We would lose information about the original resolution. It would be like converting 245 to 2.4 instead of 2.45.

Cm precision, really? How often do you intend to update the data? Nevertheless, OK to keep the initial “precision”.
249 means 1/1000 precision, impressive especially for living matters.

The values of all tags have a “.0” that appears to be an artificial precision.

Sample: Node: 8955437596 | OpenStreetMap

1 Like

Yep, the “.0” is artificial, I think we all agree on that. I also notice it appears in height and ele. If those are artificial as well, they could be removed, because they give the false impression of higher precision than actually recorded.

What I was referring to is the part before it: for example, this tree has circumference=329.0. I suggest converting it to 3.29 rather than 3.2 to preserve the original resolution.

It’s not unusual for trees. The Italian Ministry of Forests uses cm precision for monumental trees, and those are quite large.

I don’t intend to update the data (I’m not a local), and the dataset is at least four years old, so the trees have grown in the meantime. But if we’re keeping the original data, I see no reason not to preserve their original resolution[1]. That’s all I’m saying.


  1. Here an example from the Paris import ↩︎

2 Likes

In my opinion, whether 1% or 10% or 100% of values have explicit units makes no difference for ease using the data – you must support them for your application to work correctly.

And personally, I would prefer if mappers added explicit units more often. This mistake would likely not have happened in the first case if doing so was common practice. And neither would many similar mistakes have happened – it’s quite common that people make wrong assumptions about the default units for circumference=* (defaults to m) or diameter=* (defaults to mm).

5 Likes

well, it is fine to just throw away any malformed data, there is no mandate to parse every value

(what counts as malformed depends on specific data and data user)

3 Likes

Hola!
Les escribe el autor de esos 10000 árboles cargados en OSM. Efectivamente el “problema” es tan solo de unidades métricas. Es correcto, el diametro cargado en OSM está en centímetros “cm”, pero tienen que ser transformados a METROS (1 m = 100 cm). Evidentemente por la cantidad de datos cargados, la operación tiene que ser de manera automática, aplicando código Python. Les agradecería de corazón que los especialista en base de datos y maneo de código puedan aplicar esta transformación.
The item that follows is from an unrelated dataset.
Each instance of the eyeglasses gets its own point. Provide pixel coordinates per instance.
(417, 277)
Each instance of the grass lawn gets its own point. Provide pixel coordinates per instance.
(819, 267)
Quedo atento a sus cordiales comentarios.

4 Likes

Hi Rodolfo, thank you for your input.
Since there are no objections from your side, I will proceed with the fix on Monday.


Folks in the comments above have convinced me that the more proper way is just to convert centimeters to meters, without adding unit. I’ve updated the post.

Current statistics of used units in circumference for nodes with natural=tree. (JFYI)

No unit : 10 732 075
m: 8 454
cm: 6 705
": 325
inches: 89
meter: 19
см: 13
in: 12
м: 10
ft: 8
inch: 7
': 5
feet: 3
meters: 3
ca: 2
o: 1
estimation: 1
metres: 1
metros: 1
metri: 1

6 Likes

OSM database updated.

There a few more left: I found Node: 8955500908 | OpenStreetMap with “310.0” by searching “10.0” at circumference | Keys | OpenStreetMap Taginfo

It would be good if one could order the values there by numeric value in meters. It might avoid that this remains undetected for so long.

1 Like

Well, it’s another changeset, for another 1959 trees, also imported by @rodolfovargas.

I will process it in the same way.

Perhaps @rodolfovargas could list all of the import changesets to save people hunting for data?

2 Likes

(continuing the OT - mods may want to move all these)

Some of those trees were reverted years ago (DWG Ticket#2021061910000101). Unfortunately, that was a complaint about some specific changesets (106490346 and 106490431). I’ve alerted the perpetrator of the import to the problem via a “message that they have to read before continuing to edit”. If anyone has any changesets showing the same problem by the same user please email data@openstreetmap.org with a subject line of “[Ticket#2021061910000101] More poor quality Bolivian trees (forum)”.

Edit: updated with link to block

2 Likes

@SomeoneElse thank you very much. So el Grupo de Trabajo de Datos de OSM is involved in this case directly, that’s great.